In fact, for rings over, say $2,500 – $3,000, it is typically cheaper to have one hand made than to buy the same thing off the shelf – deep discounts aside.
Of course, another big downside with silver is that it tarnishes easily and needs to be polished on a very regular basis. (You can rhodium plate it but that’s relatively expensive given the value of the metal.)
Having said all this, we do offer the option of choosing silver, however, are unable to discount the manufacturing charges as the labour required is the same whether working with silver or gold.
This may or may not be important to you, but at EJA we’re very concerned about the amount of environmental damage mining for gold silver and platinum does.
Not only is mining for precious metals a very destructive process — anywhere up to twenty tonnes of ore has to be processed to produce enough gold or platinum for just one ring — but also the extraction process requires the use of some very toxic chemicals. Whilst most mining companies go to great expense to avoid accidents, they still happen.

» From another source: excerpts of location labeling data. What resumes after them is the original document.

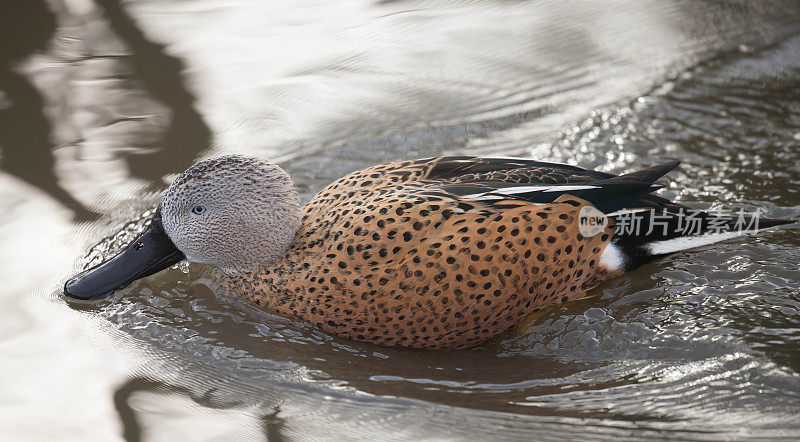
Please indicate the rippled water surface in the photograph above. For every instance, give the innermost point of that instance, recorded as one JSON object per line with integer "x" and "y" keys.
{"x": 102, "y": 102}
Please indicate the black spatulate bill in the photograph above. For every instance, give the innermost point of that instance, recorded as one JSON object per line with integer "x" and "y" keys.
{"x": 150, "y": 253}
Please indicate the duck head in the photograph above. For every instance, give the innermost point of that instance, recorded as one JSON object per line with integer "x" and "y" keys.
{"x": 234, "y": 212}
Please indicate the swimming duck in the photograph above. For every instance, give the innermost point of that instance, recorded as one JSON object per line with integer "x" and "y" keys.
{"x": 434, "y": 253}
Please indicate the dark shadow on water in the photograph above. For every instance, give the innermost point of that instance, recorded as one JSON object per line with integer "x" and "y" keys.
{"x": 25, "y": 27}
{"x": 161, "y": 76}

And there are many reports of disastrous spills and leakages all around the globe. (Cyanide is the main offender, though process by-products like mercury and lead also cause significant problems. Google ‘gold mining’ and you’ll see what we mean.) So that we don’t contribute to the problem.
EJA uses responsibly recycled precious metals. Most jewellery-grade recycled precious metals come from broken and old jewellery, and from waste and off-cuts from manufacturing jewellers as well as post consumer discards like computer components.
Importantly, recycled precious metals are exactly the same as their mined counterparts — and they cost no more. In other words, you get the same quality and pay the same price for recycled metal as you do for mined metals — so there’s no downside for you and plenty of upside for the environment.
For further information on our environmental policy see EJA philosophy.
When it comes to choosing a precious metal for your partner, it comes down to the dominant colour she generally favours. If she wears a lot of yellow jewellery — go for yellow gold. If her jewellery is mostly ‘white’ — go for either white gold, palladium or platinum (if your budget allows). If she favours rose gold — there’s your answer.
On a fashion level, as we mentioned above, white metals are very much ‘in’ at the moment. Another thing to consider is the colour of the stones to be set in the ring.
Whilst Diamonds look great in either white or yellow settings, on a yellow gold ring they’re often placed in a white gold setting to enhance the brightness. Red stones — like Rubies and Garnets — are enhanced by a yellow/orange background, so a yellow gold setting can be a more desirable. Either way, just remember, with gold in particular, it’s quite easy to have the band in one colour and the setting in another. You’ll often see yellow gold bands with white gold (or platinum) settings — and vice versa.